Sure the stated purpose is detecting malware, but look at what they are asking for here. “We want to see all the data associated with any networked computers.” This isn’t just your home computer through your ISP. This is any networked system in the country, meaning business with appreciable IT infrastructure will fall under this. Schools, companies, and ISPs will have some way of the government tapping into their networks to monitor them. Now, I’m no legal expert and I’m even less familiar with Australian law but this reads to me like they want to wire tap the whole damn country.

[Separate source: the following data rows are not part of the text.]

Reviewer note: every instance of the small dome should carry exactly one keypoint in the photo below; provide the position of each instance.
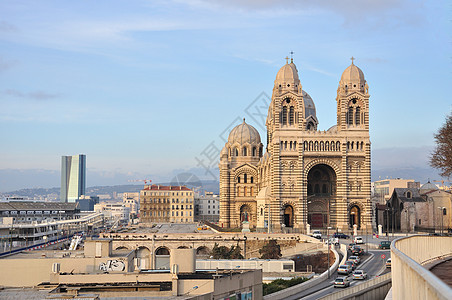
(244, 133)
(288, 73)
(353, 75)
(428, 187)
(309, 105)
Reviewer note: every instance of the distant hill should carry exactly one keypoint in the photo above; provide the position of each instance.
(210, 186)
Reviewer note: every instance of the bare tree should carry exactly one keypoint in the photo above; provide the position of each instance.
(441, 158)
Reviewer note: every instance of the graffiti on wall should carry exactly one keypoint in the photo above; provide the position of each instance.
(112, 265)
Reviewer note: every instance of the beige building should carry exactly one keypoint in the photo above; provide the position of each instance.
(382, 189)
(132, 201)
(424, 209)
(304, 176)
(101, 272)
(165, 204)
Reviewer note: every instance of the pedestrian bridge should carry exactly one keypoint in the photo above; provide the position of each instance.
(410, 279)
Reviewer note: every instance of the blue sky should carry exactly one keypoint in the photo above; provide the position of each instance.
(144, 87)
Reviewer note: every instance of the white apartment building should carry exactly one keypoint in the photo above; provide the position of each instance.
(207, 207)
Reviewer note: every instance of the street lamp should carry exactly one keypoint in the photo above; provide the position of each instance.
(442, 208)
(328, 239)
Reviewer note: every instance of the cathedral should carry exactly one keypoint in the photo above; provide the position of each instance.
(305, 177)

“That the Treasurer consult with State and Territory counterparts with a
view to amending the Australian Consumer Law to provide a cause of

action for compensation against a manufacturer who releases an IT
product onto the Australian market with known vulnerabilities that
causes losses that could not have reasonably been avoided.”

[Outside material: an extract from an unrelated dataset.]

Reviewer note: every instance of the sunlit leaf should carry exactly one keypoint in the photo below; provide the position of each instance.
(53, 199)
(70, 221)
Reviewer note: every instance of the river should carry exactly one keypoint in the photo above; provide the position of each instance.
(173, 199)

This is the biggie. The anti-virus argument can be fun to have, the network monitoring is probably going on anyway, but this one takes the cake. That little paragraph right there means that anytime a bug or problem or backdoor is found in any kind of IT product (be that software, hardware, embedded devices, ect.) the company that sold it could be sued for every product sold after the bug is found. Who ever wrote that line has absolutely no understanding of the current state of software today. As an example, new bugs and vulnerabilities are found in Windows, IE, Firefox, or Adobe Flash almost daily; if any one of those products (that are all generally on any new computer sold today) are found to have some kind of vulnerability the manufacturer (i.e Dell, HP, Gateway) would immediately have to pull their computers from the market until the bug is patched. Essentially, all IT hardware would not be sold directly in Australia anymore. It would all have to be imported directly by citizens (adding to the cost) with the understanding that the Australian law doesn’t apply because they bought it from outside the country. Obviously I’m reading that at a bit of an extreme here, but even with that nice key word ‘reasonable” in there the threat of lawsuits against companies for security flaws would at best slow down new innovations and devices so they could be tested, or at worst keep the product from entering the Australian market at all.

Security and convenience are always at odds, and while this report isn’t making up the threats (the internet is not a nice place) the reaction to them seems WAY overblown. The report reads like an excuse for the government to move in and monitor all data traffic through the country, and let them shake down IT companies that sell equipment there.